The Role of Serverless in IoT
Another key component for this type of infrastructure could be a serverless computing framework. By delegating most of the data management to the object store, it can be possible to catch events during data ingestion, deletion or updates, triggering specific functions to raise alarms, validate data, and optimize it, or even start a sync process when necessary.
Functions are abstracted from the hardware or OS, and are stateless, making them the perfect companion for disposable, insecure IoT devices, while improving the development process of applications and minimizing the impact of upgrading devices over time.
IoT and, more in general, edge computing, are introducing several new challenges.
The cloud is good when data is concentrated in a single place and accessed by many applications and devices concurrently.
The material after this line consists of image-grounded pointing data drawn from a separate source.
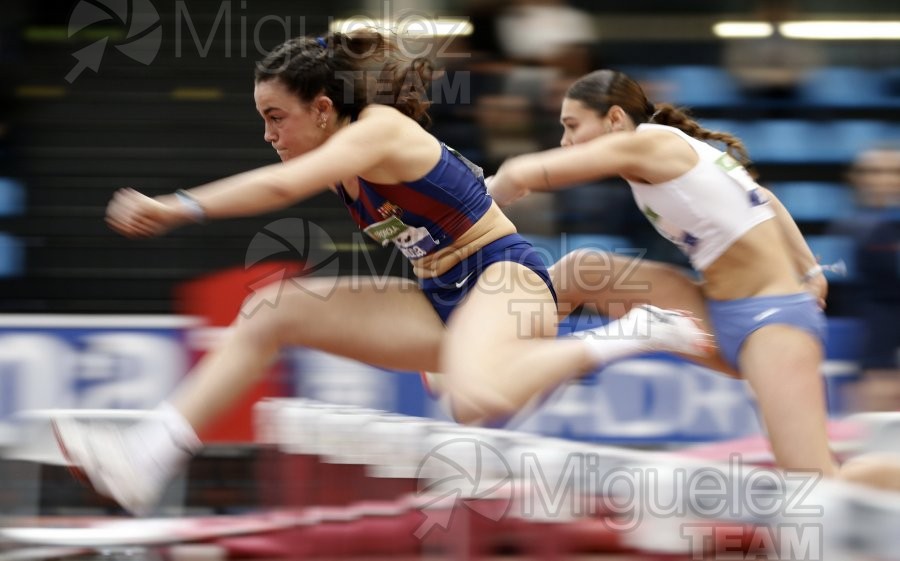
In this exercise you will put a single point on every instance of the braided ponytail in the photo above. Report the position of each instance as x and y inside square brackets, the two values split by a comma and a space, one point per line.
[354, 70]
[602, 89]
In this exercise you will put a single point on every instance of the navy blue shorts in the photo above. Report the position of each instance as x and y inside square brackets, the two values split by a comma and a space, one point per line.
[734, 320]
[446, 291]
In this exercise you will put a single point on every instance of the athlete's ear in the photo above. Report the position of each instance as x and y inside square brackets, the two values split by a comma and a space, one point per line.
[618, 119]
[322, 104]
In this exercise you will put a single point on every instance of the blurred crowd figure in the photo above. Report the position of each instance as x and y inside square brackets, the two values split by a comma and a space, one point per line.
[526, 53]
[874, 227]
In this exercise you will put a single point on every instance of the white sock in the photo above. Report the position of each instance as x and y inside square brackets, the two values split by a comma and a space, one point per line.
[618, 339]
[163, 444]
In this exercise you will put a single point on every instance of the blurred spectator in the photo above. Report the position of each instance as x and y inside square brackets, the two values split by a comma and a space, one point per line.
[542, 46]
[875, 229]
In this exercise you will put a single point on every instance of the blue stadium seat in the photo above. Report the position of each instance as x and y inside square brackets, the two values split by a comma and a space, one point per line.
[815, 201]
[787, 140]
[847, 138]
[12, 256]
[12, 197]
[844, 86]
[699, 86]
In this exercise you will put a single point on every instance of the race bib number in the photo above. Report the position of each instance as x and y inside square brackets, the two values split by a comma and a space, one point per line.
[414, 243]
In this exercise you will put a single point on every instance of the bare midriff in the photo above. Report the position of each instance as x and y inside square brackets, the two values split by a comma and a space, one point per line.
[757, 264]
[490, 227]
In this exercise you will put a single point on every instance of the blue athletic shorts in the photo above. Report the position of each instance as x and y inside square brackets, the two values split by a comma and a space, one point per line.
[734, 320]
[446, 291]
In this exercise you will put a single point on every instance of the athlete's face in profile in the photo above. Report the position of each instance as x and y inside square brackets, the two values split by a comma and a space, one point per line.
[580, 123]
[292, 127]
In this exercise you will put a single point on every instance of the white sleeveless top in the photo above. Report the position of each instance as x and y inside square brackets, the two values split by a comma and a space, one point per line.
[708, 208]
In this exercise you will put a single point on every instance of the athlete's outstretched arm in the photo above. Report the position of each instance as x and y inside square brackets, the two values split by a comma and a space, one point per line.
[356, 148]
[646, 156]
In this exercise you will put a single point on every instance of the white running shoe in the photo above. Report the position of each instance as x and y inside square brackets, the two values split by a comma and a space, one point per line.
[669, 330]
[654, 329]
[101, 455]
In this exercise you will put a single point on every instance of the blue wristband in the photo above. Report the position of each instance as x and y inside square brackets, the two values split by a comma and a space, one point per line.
[193, 206]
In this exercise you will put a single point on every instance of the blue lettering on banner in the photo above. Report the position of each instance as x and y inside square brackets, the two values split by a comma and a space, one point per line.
[88, 366]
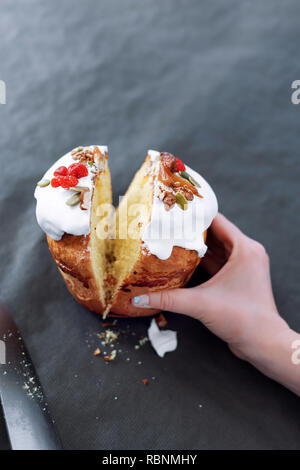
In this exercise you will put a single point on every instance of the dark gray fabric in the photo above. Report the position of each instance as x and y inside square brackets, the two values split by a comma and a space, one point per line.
[209, 81]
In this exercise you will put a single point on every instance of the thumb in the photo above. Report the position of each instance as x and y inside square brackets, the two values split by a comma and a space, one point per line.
[188, 301]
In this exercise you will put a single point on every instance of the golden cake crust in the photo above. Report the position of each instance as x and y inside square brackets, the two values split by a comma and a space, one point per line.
[149, 274]
[72, 257]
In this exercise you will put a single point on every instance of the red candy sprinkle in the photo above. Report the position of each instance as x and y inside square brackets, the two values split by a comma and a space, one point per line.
[65, 182]
[55, 182]
[68, 181]
[68, 177]
[180, 165]
[78, 170]
[61, 171]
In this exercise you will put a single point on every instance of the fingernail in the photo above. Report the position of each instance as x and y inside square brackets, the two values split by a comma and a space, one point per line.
[141, 301]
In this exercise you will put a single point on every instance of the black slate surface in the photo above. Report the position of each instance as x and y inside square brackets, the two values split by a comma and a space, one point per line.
[209, 81]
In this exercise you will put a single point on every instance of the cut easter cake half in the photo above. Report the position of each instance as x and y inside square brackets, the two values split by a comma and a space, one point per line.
[154, 241]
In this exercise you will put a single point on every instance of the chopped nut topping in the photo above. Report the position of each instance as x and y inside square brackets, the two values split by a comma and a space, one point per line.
[169, 161]
[110, 280]
[111, 356]
[85, 197]
[188, 194]
[161, 321]
[169, 200]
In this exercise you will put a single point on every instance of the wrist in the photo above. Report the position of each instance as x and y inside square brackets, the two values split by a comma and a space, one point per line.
[277, 355]
[257, 345]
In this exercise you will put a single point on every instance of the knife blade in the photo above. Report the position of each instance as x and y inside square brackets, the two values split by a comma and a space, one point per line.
[26, 413]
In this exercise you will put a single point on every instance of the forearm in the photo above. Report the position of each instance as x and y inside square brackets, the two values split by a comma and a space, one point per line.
[278, 357]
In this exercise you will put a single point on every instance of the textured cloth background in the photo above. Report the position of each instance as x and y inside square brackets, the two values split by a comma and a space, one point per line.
[210, 82]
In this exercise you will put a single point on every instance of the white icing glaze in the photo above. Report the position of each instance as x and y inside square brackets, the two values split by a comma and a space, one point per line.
[54, 216]
[176, 227]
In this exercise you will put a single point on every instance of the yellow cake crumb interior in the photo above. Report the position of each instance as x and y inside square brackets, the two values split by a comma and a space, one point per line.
[113, 258]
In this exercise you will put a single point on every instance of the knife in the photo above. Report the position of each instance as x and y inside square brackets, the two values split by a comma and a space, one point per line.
[28, 421]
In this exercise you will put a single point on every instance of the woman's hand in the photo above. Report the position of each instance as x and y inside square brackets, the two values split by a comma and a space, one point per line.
[237, 303]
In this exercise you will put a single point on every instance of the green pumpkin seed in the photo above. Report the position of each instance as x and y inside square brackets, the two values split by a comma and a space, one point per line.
[181, 201]
[189, 178]
[79, 188]
[43, 183]
[73, 200]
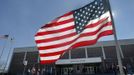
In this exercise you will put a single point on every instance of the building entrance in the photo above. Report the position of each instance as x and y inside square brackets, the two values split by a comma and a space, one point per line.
[79, 69]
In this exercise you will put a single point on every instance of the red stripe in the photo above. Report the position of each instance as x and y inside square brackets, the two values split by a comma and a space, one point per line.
[91, 42]
[64, 29]
[69, 42]
[52, 54]
[67, 14]
[53, 24]
[83, 43]
[97, 23]
[55, 31]
[55, 38]
[47, 61]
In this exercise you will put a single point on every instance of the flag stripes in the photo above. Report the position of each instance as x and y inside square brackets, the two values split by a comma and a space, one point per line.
[60, 35]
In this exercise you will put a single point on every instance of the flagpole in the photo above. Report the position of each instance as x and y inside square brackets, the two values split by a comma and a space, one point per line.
[9, 53]
[116, 43]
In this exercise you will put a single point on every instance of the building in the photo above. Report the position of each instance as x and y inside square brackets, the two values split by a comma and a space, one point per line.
[94, 59]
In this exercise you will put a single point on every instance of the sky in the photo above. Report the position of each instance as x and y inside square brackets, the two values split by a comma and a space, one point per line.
[21, 19]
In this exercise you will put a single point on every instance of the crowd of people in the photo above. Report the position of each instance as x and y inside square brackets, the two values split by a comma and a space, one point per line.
[38, 71]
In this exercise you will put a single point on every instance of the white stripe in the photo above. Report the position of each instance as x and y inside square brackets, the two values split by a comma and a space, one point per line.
[86, 38]
[57, 27]
[65, 33]
[55, 35]
[107, 14]
[50, 57]
[58, 41]
[65, 18]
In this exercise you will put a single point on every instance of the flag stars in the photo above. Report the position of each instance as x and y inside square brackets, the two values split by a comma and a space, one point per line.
[84, 15]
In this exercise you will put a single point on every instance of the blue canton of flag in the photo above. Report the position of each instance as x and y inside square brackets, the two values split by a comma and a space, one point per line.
[87, 13]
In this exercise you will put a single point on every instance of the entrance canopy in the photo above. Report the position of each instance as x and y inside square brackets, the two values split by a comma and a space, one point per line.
[79, 61]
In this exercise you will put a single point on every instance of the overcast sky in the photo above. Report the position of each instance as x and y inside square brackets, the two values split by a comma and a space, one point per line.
[22, 18]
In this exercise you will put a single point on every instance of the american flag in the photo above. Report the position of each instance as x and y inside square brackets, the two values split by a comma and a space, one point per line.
[4, 36]
[80, 27]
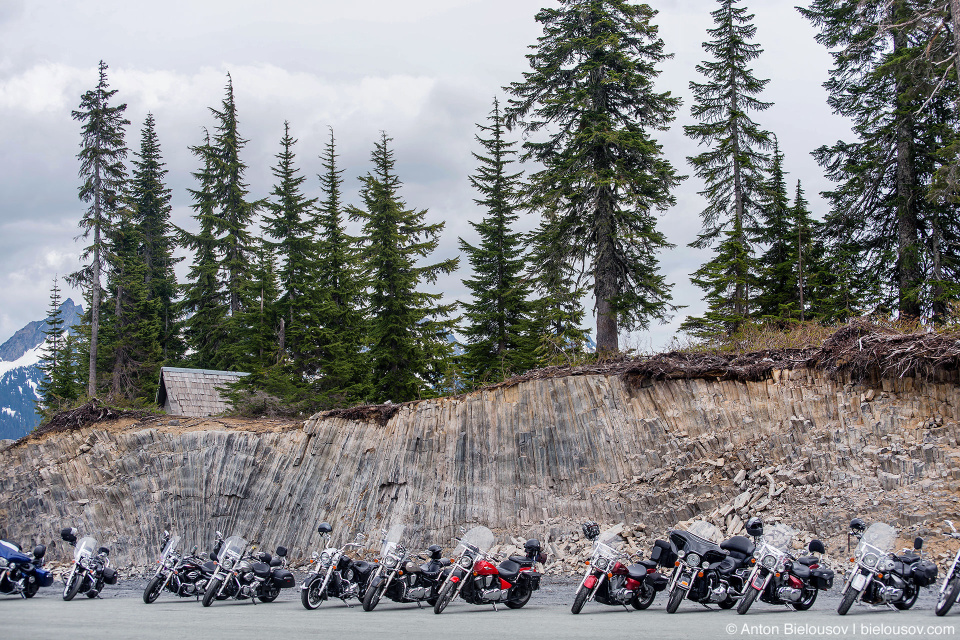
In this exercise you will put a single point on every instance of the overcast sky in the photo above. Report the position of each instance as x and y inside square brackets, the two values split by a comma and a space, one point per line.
[424, 71]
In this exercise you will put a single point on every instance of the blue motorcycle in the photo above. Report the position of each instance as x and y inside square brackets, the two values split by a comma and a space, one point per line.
[22, 573]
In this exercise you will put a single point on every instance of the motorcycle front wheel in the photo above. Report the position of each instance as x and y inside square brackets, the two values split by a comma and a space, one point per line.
[949, 596]
[849, 598]
[72, 588]
[311, 598]
[212, 587]
[444, 597]
[676, 597]
[152, 591]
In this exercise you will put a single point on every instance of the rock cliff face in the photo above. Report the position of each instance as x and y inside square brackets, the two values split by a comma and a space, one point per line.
[531, 459]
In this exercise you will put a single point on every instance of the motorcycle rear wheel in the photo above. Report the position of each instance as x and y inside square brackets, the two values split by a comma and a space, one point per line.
[72, 588]
[212, 587]
[747, 600]
[444, 597]
[949, 596]
[676, 597]
[849, 597]
[643, 598]
[311, 598]
[152, 591]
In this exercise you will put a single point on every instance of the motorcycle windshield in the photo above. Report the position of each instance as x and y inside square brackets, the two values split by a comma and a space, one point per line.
[169, 550]
[86, 547]
[478, 539]
[878, 538]
[233, 549]
[391, 540]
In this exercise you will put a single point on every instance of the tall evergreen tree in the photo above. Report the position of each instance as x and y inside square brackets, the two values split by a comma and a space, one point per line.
[591, 89]
[733, 169]
[289, 222]
[340, 333]
[203, 300]
[101, 166]
[409, 328]
[880, 210]
[151, 214]
[498, 325]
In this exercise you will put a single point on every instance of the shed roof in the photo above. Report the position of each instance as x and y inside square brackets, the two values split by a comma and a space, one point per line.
[194, 392]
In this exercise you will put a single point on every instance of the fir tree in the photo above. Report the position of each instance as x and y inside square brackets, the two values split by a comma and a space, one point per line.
[590, 89]
[203, 297]
[151, 214]
[101, 166]
[289, 222]
[409, 328]
[733, 169]
[498, 325]
[340, 332]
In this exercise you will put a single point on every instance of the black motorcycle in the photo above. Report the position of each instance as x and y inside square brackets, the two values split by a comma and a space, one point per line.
[91, 566]
[334, 574]
[22, 573]
[401, 579]
[707, 572]
[247, 576]
[879, 576]
[779, 578]
[184, 576]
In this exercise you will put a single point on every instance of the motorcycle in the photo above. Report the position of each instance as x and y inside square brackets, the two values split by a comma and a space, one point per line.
[707, 572]
[879, 576]
[950, 589]
[22, 573]
[91, 566]
[334, 574]
[184, 576]
[779, 578]
[473, 576]
[242, 576]
[608, 580]
[400, 578]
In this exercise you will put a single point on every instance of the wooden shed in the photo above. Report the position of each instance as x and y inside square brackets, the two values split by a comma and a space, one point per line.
[194, 392]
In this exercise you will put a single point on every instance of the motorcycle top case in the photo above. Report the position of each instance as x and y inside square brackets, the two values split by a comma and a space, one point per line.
[284, 579]
[924, 573]
[821, 578]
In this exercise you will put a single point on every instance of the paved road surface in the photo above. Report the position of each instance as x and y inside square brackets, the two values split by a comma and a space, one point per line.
[112, 618]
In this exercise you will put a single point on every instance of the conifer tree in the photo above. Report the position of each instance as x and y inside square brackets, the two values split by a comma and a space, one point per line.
[409, 328]
[340, 333]
[733, 169]
[151, 214]
[498, 325]
[101, 166]
[204, 301]
[288, 220]
[590, 89]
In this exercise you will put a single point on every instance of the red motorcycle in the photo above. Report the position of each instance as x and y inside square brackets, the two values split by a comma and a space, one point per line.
[610, 581]
[473, 576]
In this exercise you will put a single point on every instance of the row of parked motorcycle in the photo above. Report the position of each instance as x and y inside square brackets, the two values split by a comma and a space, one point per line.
[694, 564]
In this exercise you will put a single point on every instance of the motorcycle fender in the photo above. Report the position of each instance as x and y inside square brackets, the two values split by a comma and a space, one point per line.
[860, 582]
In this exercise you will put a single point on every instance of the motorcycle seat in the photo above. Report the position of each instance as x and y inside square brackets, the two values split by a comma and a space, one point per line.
[802, 571]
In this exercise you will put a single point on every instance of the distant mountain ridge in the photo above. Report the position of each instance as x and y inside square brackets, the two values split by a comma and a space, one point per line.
[19, 375]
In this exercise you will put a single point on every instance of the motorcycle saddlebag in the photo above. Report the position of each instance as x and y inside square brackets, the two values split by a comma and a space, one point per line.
[924, 573]
[821, 578]
[284, 579]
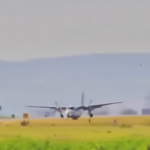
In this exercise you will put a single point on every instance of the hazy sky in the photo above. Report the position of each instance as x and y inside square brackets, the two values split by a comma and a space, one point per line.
[46, 28]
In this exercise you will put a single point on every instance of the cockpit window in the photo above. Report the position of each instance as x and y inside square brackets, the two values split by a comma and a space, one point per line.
[71, 108]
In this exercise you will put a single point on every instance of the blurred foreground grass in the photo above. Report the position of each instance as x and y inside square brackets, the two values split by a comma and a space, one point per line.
[130, 133]
[130, 143]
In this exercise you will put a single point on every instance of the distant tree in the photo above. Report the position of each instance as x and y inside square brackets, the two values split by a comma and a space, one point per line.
[128, 111]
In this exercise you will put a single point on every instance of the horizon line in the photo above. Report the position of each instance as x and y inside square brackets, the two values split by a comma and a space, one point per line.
[75, 55]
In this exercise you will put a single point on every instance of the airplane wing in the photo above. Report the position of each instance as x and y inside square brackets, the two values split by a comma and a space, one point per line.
[96, 106]
[61, 108]
[101, 105]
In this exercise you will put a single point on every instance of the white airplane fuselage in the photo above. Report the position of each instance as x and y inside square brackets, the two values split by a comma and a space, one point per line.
[74, 114]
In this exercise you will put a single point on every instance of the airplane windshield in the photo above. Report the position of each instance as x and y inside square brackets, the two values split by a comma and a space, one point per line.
[71, 108]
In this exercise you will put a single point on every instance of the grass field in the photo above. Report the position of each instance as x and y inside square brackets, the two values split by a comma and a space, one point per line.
[129, 133]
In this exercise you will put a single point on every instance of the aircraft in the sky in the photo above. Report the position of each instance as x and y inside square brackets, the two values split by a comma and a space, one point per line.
[75, 112]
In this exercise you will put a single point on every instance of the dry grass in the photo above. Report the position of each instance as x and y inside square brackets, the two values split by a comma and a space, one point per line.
[67, 129]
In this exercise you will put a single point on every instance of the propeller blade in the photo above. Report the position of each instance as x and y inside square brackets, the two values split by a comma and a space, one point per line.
[56, 104]
[90, 102]
[82, 99]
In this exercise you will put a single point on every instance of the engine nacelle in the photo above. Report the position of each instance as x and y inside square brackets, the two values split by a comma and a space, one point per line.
[91, 115]
[61, 115]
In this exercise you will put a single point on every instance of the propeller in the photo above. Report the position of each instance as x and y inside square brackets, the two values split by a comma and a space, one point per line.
[82, 99]
[58, 109]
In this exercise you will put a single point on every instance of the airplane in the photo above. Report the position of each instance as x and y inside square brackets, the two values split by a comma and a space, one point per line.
[75, 112]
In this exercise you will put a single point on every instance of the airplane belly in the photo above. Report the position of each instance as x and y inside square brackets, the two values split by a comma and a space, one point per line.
[77, 113]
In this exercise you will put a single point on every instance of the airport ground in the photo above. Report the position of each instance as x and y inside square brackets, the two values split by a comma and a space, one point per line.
[121, 133]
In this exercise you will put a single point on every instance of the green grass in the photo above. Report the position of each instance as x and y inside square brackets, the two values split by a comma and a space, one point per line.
[130, 143]
[101, 134]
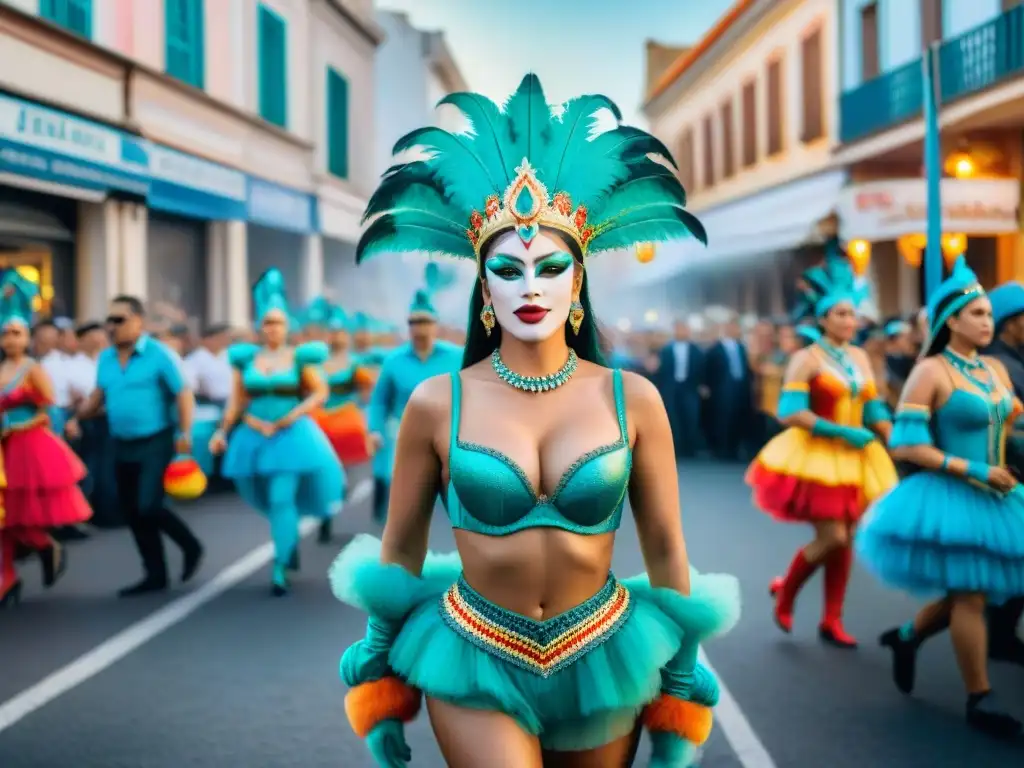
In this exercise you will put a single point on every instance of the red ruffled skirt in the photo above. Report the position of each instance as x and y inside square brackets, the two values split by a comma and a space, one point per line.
[42, 480]
[799, 477]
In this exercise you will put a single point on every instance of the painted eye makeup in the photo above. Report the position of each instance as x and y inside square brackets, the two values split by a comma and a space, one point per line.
[553, 265]
[504, 267]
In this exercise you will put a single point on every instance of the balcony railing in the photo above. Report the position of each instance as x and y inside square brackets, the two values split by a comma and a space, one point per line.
[975, 60]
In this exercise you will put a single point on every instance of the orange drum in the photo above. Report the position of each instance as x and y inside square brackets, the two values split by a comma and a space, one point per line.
[346, 428]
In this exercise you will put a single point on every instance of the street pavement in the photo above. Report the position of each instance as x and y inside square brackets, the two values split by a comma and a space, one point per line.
[250, 681]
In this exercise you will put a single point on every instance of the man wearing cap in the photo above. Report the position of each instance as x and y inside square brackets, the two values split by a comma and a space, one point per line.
[403, 369]
[1008, 314]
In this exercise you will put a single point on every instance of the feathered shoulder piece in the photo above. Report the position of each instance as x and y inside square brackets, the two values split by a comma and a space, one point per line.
[522, 168]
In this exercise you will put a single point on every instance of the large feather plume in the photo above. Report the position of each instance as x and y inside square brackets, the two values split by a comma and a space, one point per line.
[424, 205]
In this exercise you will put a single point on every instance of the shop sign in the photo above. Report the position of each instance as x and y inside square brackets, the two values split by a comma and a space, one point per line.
[48, 144]
[280, 208]
[887, 210]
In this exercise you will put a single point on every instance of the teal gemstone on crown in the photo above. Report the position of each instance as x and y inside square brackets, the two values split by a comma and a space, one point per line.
[524, 202]
[526, 233]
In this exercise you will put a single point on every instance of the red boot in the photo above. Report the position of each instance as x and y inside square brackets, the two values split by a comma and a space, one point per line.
[838, 566]
[785, 590]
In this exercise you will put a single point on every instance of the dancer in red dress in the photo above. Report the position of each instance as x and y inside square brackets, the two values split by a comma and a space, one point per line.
[41, 470]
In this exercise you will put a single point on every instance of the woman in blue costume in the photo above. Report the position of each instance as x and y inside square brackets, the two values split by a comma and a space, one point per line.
[527, 650]
[348, 385]
[954, 529]
[281, 462]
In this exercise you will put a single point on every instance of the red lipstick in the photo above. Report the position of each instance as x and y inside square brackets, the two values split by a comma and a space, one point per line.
[530, 313]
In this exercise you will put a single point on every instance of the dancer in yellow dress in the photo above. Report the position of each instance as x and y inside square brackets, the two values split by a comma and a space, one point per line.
[827, 466]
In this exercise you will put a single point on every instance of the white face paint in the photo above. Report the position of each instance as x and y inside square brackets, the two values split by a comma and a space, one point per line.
[531, 288]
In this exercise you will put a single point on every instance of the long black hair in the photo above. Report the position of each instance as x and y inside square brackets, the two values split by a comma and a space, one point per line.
[588, 343]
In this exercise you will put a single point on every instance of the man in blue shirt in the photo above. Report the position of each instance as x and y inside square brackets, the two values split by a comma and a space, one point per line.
[139, 383]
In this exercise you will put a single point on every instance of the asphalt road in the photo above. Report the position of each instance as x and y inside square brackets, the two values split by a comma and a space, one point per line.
[249, 681]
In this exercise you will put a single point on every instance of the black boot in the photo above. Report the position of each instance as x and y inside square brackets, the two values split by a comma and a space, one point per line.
[904, 657]
[985, 714]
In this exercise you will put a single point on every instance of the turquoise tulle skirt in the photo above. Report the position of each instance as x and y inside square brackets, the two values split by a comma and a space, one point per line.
[302, 450]
[591, 700]
[935, 534]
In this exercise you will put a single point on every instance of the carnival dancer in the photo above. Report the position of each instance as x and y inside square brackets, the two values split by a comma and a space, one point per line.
[281, 462]
[42, 472]
[527, 648]
[954, 529]
[403, 370]
[349, 385]
[827, 466]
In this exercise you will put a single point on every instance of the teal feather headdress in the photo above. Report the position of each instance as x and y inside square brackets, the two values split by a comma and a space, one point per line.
[16, 295]
[522, 168]
[268, 295]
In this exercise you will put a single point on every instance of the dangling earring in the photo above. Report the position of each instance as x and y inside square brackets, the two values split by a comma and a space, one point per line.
[487, 318]
[576, 315]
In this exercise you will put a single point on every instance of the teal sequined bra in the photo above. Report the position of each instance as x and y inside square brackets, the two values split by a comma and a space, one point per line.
[487, 493]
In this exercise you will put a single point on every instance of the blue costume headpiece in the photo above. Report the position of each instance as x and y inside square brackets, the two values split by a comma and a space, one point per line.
[317, 313]
[422, 306]
[16, 294]
[268, 294]
[1008, 302]
[955, 292]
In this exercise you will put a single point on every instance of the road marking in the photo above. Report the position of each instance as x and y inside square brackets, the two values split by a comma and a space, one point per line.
[750, 751]
[117, 647]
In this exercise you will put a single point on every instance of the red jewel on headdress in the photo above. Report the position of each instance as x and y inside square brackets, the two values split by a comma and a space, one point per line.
[581, 217]
[562, 203]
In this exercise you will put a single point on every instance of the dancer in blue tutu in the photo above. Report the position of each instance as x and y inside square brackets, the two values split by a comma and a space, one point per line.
[952, 531]
[528, 651]
[281, 462]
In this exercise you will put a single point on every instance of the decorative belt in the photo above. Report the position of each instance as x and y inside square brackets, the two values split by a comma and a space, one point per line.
[541, 647]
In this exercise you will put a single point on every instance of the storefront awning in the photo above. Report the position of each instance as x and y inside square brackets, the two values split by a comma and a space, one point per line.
[778, 219]
[880, 211]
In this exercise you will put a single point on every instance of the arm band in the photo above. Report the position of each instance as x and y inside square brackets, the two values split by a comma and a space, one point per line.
[911, 428]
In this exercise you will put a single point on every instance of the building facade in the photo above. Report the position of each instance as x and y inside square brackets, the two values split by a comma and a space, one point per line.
[749, 115]
[175, 148]
[979, 51]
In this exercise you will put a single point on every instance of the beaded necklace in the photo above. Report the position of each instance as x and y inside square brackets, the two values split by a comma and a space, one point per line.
[841, 359]
[535, 383]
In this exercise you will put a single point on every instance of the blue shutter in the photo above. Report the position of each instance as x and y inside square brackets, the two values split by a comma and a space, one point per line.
[184, 35]
[337, 124]
[74, 15]
[272, 48]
But if you are dealing with a relatively small amount of data in a remote location, it is highly probable that you'll need local compute and storage resources. It is also clear that the two can't live without each other anymore.
A strong cloud-edge integration is necessary to make things work properly without increasing complexity to an unsustainable level. We are at the beginning of a new era, and we will see an exponential increase of enriched data coming from the edge that will feed applications and services in the cloud. Think, for example, of the next generation of mobile processors: they will have embedded AI functionalities (like image recognition) to depend less on cloud services, but at the same time they'll be able to send more valuable, optimized information back to the cloud, because they did part of the work locally.
We, at OpenIO, have the technology to make this happen. Our lightweight open source object store (OpenIO SDS), associated with the Grid for Apps, our serverless computing framework, can be installed on devices as small as a Raspberry Pi Zero (1 ARM core and 512MB RAM) at the edge, but, at the same time, has already proven itself, scaling to dozens of petabytes in the cloud. Conscience technology and other core design elements allow customers to mix servers and devices of different generations and take advantage of all their resources, while our R&D effort with nano-nodes and computational storage completes our vision by making this kind of device commoditized and available for both datacenter and edge use cases.